Improving equality (==)

10 views
Skip to first unread message

David James

unread,
Oct 19, 2009, 11:14:59 AM10/19/09
to MongoMapper
This is how I would expect an equality test to work in MongoMapper:

# Given Document, a MongoMapper Document with a :title key
@doc = Document.new
@doc_copy = @doc.dup
@doc.title = "changed"
assert_not_equal @doc_copy, @doc

My rationale: @doc and @doc_copy should be unequal because not all of
their key values have the same value. (Also of note: this would match
the styles in ActiveRecord and DataMapper.)

To double check my thinking, I did some research. Here is a great
summary of identity and equality in Ruby:
http://kentreis.wordpress.com/2007/02/08/identity-and-equality-in-ruby-and-smalltalk/

Currently, the MongoMapper == implementation looks like this:

def ==(other)
other.is_a?(self.class) && id == other.id
end

I notice two things wrong with this:
1. it doesn't check the underlying key values
2. it does a type check. equality in Ruby using == should not test
type or class.

I'm going to work on a patch so that MongoMapper's == checks the
underlying key values.

-David

David James

unread,
Oct 19, 2009, 11:20:05 AM10/19/09
to MongoMapper
One more thing. There is a time and place for checking type, but it
isn't ==. It is "eql?". So I plan on implementing eql? as well. From
the link I showed earlier: eql? is "True if the receiver and the
argument have both the same type and equal values."

David James

unread,
Oct 19, 2009, 11:51:58 AM10/19/09
to MongoMapper
Regarding the built-in '_id' property, I'm going to argue it shouldn't
be considered when checking equality with ==.

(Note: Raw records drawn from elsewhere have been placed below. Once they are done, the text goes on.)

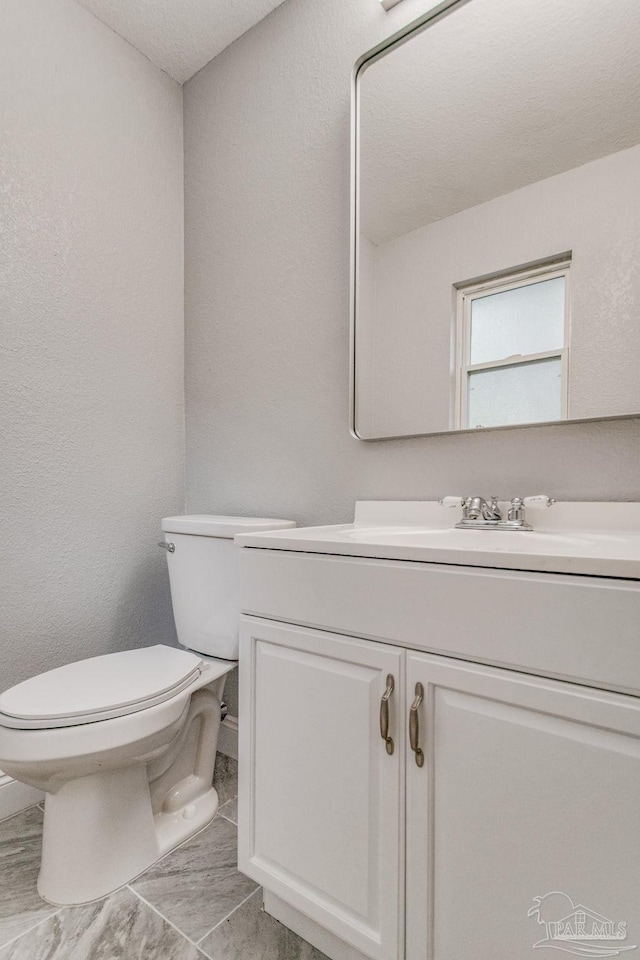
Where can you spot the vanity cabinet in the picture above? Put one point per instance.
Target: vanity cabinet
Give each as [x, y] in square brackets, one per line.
[523, 809]
[529, 787]
[322, 796]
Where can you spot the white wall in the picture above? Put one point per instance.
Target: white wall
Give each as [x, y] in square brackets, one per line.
[592, 211]
[267, 299]
[91, 346]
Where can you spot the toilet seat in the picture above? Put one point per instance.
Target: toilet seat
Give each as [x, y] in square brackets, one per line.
[99, 688]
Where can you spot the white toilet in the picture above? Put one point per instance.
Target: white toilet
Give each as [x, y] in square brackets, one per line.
[124, 744]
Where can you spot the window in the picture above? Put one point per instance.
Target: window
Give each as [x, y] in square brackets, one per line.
[512, 348]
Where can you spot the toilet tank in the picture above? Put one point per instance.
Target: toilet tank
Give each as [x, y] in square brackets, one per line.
[204, 575]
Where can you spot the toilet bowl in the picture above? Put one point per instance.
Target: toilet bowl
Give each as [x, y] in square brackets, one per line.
[124, 744]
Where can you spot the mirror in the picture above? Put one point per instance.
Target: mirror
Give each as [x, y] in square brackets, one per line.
[496, 237]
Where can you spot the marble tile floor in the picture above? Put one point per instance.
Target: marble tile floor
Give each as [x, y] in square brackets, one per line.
[192, 905]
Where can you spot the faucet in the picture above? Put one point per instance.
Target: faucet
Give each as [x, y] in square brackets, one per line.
[480, 514]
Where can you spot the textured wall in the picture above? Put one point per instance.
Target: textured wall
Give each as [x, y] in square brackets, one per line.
[404, 381]
[91, 346]
[267, 240]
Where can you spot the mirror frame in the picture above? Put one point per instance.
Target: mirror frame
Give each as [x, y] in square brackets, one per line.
[428, 19]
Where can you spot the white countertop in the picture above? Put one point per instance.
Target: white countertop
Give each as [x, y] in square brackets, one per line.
[596, 539]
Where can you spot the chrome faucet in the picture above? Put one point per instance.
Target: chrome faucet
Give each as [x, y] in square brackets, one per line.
[481, 514]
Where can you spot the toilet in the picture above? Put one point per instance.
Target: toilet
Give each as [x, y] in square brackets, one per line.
[124, 744]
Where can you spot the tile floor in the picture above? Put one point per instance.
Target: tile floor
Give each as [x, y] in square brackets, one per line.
[191, 905]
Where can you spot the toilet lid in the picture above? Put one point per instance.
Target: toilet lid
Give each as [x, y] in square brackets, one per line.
[99, 688]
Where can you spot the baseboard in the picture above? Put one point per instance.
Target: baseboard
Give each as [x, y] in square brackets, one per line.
[309, 930]
[228, 737]
[16, 796]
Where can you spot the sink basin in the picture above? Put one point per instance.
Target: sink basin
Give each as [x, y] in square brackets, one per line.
[600, 539]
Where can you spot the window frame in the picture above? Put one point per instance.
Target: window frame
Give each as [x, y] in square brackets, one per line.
[466, 294]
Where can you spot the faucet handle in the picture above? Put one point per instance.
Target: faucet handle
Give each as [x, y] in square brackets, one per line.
[452, 503]
[538, 502]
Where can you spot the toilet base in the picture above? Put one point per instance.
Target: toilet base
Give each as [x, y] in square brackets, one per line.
[100, 833]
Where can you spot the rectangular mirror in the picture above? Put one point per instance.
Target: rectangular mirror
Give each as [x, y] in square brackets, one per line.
[496, 238]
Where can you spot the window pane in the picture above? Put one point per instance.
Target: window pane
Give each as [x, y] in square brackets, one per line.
[528, 319]
[522, 393]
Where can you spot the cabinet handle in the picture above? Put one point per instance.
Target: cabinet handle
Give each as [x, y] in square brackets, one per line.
[384, 714]
[414, 728]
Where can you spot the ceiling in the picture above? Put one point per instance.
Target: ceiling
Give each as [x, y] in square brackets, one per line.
[180, 36]
[496, 96]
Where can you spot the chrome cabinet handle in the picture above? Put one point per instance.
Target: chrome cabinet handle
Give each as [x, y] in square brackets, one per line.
[384, 714]
[414, 728]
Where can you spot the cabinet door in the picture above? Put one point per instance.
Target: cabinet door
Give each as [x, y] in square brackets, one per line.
[321, 796]
[523, 824]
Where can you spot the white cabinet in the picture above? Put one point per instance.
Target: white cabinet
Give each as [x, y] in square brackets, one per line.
[529, 788]
[321, 796]
[521, 826]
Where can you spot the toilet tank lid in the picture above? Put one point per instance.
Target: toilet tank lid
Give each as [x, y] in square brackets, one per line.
[204, 525]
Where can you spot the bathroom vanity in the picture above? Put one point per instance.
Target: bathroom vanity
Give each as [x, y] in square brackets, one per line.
[440, 732]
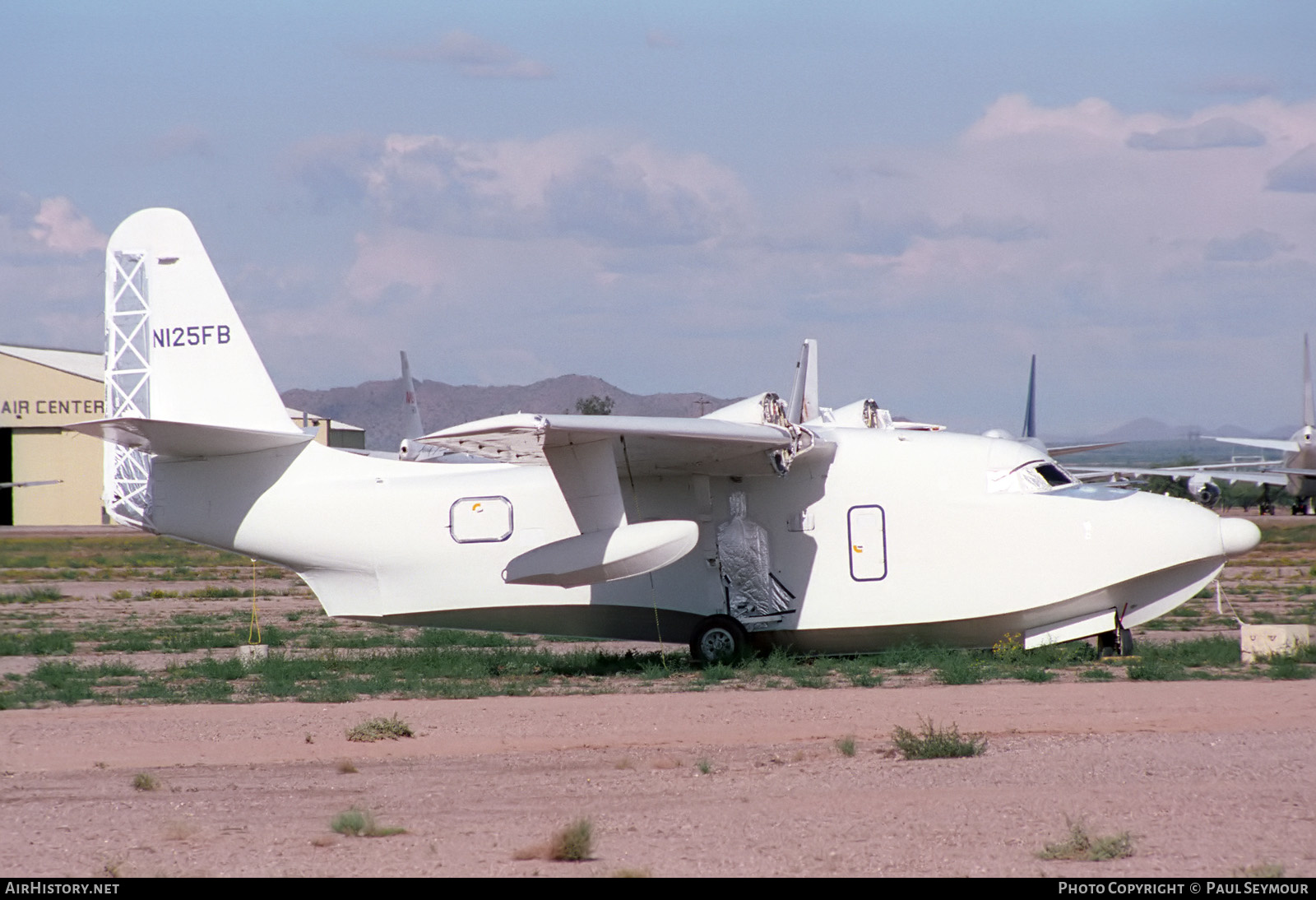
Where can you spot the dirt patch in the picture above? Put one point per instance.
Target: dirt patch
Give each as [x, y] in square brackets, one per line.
[1208, 778]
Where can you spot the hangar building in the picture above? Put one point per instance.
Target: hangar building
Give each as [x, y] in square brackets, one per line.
[41, 391]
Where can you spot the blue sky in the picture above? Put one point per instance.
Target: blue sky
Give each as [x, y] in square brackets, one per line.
[673, 195]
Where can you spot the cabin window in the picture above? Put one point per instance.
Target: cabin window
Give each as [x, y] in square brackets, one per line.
[868, 544]
[480, 520]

I consider the MongoMapper 'id' field to be analogous to Ruby's
#object_id. Ruby's == doesn't care if object_id is different. By
analogy, MongoMapper's == shouldn't care if '_id' is different.

To explain the Ruby example in detail:
s1 = "abc"
s2 = "abc"
assert_equal s1, s2
assert_not_equal s1.object_id, s2.object_id

John Nunemaker

unread,
Oct 19, 2009, 11:56:48 AM10/19/09
to mongo...@googlegroups.com
My initial reaction is I don't agree at all. I guess I'll have to see
what you come up with before I can really make up my mind.

David James

unread,
Oct 19, 2009, 12:16:15 PM10/19/09
to MongoMapper
Do you think the blog post I referenced accurately conveyed the "Ruby
way" of doing equality and identity?

David James

unread,
Oct 19, 2009, 12:30:47 PM10/19/09
to MongoMapper

Pol Llovet

unread,
Oct 19, 2009, 2:03:45 PM10/19/09
to mongo...@googlegroups.com
Just to add two cents, but I do agree with David on this one.

- pol

---
----------------------------------------------------------
pol m llovet
research software engineer

mobile: 406-579-1678
office: 406-994-3416
---------------------------------------------------------

Roy Wright

unread,
Oct 19, 2009, 2:25:23 PM10/19/09
to mongo...@googlegroups.com
I'm leaning towards agreeing with David too. In my case I hit an
issue where I had two queries and then discovered that #uniq did not
work on the combined result arrays. Here's a (very contrived) rspec
showing the issue:

http://gist.github.com/213584

HTH,
Roy

Michael Dirolf

unread,
Oct 19, 2009, 2:48:17 PM10/19/09
to mongo...@googlegroups.com
I think I am with John on this. _id in general can be any type, and
there are many cases (maybe not with MongoMapper, but with schemas in
MongoDB in general) where users use _id to store information that is
key to the data being represented (ie: usernames in a social network).
If MongoMapper is to play nice in the MongoDB ecosystem then I think
that _id should be taken into account when comparing documents for
equality.

- Mike

David James

unread,
Oct 19, 2009, 3:57:53 PM10/19/09
to MongoMapper
To summarize (and perhaps clarify and restate) my points:
A. unsaved documents (no _id):
1. == should depend only on key values (not type)
2. eql? should depend on type and key values
B. saved documents (with _id):
1. == should depend only on key values (not type)
2. eql? should depend on type and key values
* I think ignoring the value of '_id' makes the most sense

To elaborate on the (*) above... It is pretty clear to me that when
_id is just an arbitrary, machine-generated identifier, it should not
be part of the comparison -- because if it was, only object references
to the same database document would be == or eql?.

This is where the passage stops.